Page MenuHomePhabricator

Degraded RAID on helium
Closed, ResolvedPublic

Description

TASK AUTO-GENERATED by Nagios/Icinga RAID event handler

A degraded RAID (megacli) was detected on host helium. An automatic snapshot of the current RAID status is attached below.

Please sync with the service owner to find the appropriate time window before actually replacing any failed hardware.

CRITICAL: 1 failed LD(s) (Partially Degraded)

$ sudo /usr/local/lib/nagios/plugins/get_raid_status_megacli
=== RaidStatus (does not include components in optimal state)
name: Adapter #0

	Virtual Drive: 0 (Target Id: 0)
	RAID Level: Primary-6, Secondary-0, RAID Level Qualifier-3
	State: =====> Partially Degraded <=====
	Number Of Drives: 12
	Number of Spans: 1
	Current Cache Policy: WriteThrough, ReadAheadNone, Direct, No Write Cache if Bad BBU

		Span: 0 - Number of PDs: 12

			PD: 3 Information
			Enclosure Device ID: 15
			Slot Number: 3
			Drive's position: DiskGroup: 0, Span: 0, Arm: 3
			Media Error Count: 339
			Other Error Count: 8
			Predictive Failure Count: =====> 4 <=====
			Last Predictive Failure Event Seq Number: 38216

				Raw Size: 3.638 TB [0x1d1c0beb0 Sectors]
				Firmware state: =====> Failed <=====
				Media Type: Hard Disk Device
				Drive Temperature: 39C (102.20 F)

=== RaidStatus completed

Related Objects

StatusSubtypeAssignedTask
Resolved Cmjohnson

Event Timeline

elukey triaged this task as High priority.
Cmjohnson added a subtask: Unknown Object (Task).Jan 7 2019, 4:28 PM

helium is out of warranty, I created a procurement task to purchase a replacement disk.

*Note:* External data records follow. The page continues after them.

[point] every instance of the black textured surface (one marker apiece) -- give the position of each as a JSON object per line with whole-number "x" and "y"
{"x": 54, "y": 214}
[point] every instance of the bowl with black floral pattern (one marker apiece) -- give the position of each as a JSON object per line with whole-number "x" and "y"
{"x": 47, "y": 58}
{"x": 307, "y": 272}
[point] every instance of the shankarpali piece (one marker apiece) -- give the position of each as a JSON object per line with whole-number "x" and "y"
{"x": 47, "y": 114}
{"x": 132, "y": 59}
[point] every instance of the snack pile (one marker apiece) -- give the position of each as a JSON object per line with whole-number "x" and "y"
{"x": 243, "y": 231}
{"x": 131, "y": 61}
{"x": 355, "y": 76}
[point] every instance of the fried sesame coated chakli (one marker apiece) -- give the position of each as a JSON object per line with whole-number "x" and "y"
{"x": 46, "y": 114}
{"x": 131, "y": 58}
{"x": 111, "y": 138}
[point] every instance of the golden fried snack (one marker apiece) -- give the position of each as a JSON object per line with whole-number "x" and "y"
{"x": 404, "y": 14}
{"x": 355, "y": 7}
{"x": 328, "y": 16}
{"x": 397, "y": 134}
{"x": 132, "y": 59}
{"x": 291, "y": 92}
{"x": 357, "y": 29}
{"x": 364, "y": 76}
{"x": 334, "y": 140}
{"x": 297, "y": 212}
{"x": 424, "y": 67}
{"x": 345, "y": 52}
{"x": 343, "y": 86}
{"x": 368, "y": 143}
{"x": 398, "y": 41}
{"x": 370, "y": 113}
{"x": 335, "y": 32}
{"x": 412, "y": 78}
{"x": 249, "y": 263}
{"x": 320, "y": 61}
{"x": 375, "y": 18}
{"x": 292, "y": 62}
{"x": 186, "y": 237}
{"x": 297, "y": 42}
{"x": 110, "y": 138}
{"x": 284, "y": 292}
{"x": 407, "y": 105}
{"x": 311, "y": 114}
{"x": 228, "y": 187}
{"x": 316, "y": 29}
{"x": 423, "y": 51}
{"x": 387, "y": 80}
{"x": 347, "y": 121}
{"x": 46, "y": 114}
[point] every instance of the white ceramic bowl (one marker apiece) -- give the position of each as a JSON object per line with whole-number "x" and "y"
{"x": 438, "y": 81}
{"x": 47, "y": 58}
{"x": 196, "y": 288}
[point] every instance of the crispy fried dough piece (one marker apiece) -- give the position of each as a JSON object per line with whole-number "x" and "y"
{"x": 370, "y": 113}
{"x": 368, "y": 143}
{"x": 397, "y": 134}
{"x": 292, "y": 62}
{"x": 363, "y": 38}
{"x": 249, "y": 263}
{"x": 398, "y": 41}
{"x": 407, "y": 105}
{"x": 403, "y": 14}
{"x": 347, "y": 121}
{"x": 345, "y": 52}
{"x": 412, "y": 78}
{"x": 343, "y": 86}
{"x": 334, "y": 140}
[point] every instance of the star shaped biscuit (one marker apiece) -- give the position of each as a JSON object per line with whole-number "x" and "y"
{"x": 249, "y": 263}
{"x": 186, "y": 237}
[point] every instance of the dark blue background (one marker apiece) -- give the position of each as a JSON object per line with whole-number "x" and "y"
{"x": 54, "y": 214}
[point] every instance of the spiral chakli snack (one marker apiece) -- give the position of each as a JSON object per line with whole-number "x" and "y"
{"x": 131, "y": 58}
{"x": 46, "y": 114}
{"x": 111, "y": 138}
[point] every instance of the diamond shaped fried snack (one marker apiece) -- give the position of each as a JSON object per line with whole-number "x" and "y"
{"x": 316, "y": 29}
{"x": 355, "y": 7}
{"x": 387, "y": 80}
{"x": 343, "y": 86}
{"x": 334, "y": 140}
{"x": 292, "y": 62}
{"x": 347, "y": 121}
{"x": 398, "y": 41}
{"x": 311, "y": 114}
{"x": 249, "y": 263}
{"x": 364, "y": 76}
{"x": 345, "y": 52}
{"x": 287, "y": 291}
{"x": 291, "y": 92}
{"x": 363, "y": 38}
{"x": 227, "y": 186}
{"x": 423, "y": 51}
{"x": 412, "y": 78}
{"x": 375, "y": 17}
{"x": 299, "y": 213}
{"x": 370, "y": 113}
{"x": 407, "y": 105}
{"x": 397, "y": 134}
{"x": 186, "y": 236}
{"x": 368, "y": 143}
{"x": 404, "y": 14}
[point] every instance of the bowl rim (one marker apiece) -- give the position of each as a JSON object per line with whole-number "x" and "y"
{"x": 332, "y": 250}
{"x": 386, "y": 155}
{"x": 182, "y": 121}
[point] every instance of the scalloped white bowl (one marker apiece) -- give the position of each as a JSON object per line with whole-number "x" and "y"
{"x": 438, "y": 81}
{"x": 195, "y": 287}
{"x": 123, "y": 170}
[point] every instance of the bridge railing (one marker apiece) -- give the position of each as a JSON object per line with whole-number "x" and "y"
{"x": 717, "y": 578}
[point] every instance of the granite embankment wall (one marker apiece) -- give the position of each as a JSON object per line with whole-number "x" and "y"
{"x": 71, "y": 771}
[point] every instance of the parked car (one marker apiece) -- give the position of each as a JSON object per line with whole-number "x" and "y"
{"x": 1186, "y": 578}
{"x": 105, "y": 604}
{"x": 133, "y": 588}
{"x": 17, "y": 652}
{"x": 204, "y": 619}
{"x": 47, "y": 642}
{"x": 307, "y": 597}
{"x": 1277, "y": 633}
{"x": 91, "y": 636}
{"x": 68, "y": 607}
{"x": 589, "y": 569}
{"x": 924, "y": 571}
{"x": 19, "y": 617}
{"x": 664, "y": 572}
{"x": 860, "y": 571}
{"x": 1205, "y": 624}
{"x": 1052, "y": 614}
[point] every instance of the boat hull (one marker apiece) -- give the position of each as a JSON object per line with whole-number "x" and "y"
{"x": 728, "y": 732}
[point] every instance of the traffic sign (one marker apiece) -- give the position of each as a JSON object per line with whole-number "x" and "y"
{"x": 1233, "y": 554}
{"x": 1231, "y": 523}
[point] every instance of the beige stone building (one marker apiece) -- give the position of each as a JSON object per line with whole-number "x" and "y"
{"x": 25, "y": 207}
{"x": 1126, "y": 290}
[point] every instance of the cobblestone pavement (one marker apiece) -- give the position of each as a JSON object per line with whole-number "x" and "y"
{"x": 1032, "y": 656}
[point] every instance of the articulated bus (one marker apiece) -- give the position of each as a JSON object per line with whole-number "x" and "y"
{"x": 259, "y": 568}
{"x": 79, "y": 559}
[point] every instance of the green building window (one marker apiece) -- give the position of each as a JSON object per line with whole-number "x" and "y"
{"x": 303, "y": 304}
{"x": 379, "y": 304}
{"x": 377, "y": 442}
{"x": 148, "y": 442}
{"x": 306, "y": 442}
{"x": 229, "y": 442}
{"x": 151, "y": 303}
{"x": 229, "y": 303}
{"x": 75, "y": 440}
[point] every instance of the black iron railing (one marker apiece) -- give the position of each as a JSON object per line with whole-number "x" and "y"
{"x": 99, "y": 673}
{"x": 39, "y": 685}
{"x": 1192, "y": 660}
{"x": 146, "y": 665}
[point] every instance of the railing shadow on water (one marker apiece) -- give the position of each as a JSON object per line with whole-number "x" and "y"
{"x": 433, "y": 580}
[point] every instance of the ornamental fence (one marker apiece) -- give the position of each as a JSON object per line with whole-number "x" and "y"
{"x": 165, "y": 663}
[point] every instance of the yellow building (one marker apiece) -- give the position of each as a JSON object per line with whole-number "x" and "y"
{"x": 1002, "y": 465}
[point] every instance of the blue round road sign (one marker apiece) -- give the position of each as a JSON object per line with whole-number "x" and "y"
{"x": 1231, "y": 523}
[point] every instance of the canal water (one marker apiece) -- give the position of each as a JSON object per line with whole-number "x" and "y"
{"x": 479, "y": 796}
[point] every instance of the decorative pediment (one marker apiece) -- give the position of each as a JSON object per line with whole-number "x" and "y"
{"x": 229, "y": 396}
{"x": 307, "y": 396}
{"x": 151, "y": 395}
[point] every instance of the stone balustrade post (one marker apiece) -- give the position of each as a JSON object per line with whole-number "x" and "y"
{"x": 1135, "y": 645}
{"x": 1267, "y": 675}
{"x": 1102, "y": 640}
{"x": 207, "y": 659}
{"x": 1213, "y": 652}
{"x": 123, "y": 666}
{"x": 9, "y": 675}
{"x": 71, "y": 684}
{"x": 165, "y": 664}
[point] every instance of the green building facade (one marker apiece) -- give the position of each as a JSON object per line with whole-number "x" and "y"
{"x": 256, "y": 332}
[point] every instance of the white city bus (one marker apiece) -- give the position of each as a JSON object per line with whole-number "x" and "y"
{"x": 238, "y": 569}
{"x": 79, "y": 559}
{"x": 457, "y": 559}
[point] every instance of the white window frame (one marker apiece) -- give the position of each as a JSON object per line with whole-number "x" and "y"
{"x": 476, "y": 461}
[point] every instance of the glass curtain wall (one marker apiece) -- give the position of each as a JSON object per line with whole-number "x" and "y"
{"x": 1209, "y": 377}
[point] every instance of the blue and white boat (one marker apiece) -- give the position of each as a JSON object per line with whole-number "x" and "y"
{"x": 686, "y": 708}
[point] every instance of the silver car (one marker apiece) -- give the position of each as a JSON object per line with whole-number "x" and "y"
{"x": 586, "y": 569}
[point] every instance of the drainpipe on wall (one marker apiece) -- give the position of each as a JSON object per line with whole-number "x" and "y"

Cmjohnson closed subtask Unknown Object (Task) as Resolved.Jan 24 2019, 9:45 PM
This comment was removed by Volans.

It seems all good from megacli:

$ sudo /usr/local/lib/nagios/plugins/get-raid-status-megacli
=== RaidStatus (does not include components in optimal state)
=== RaidStatus completed

And icinga too is all green, resolving.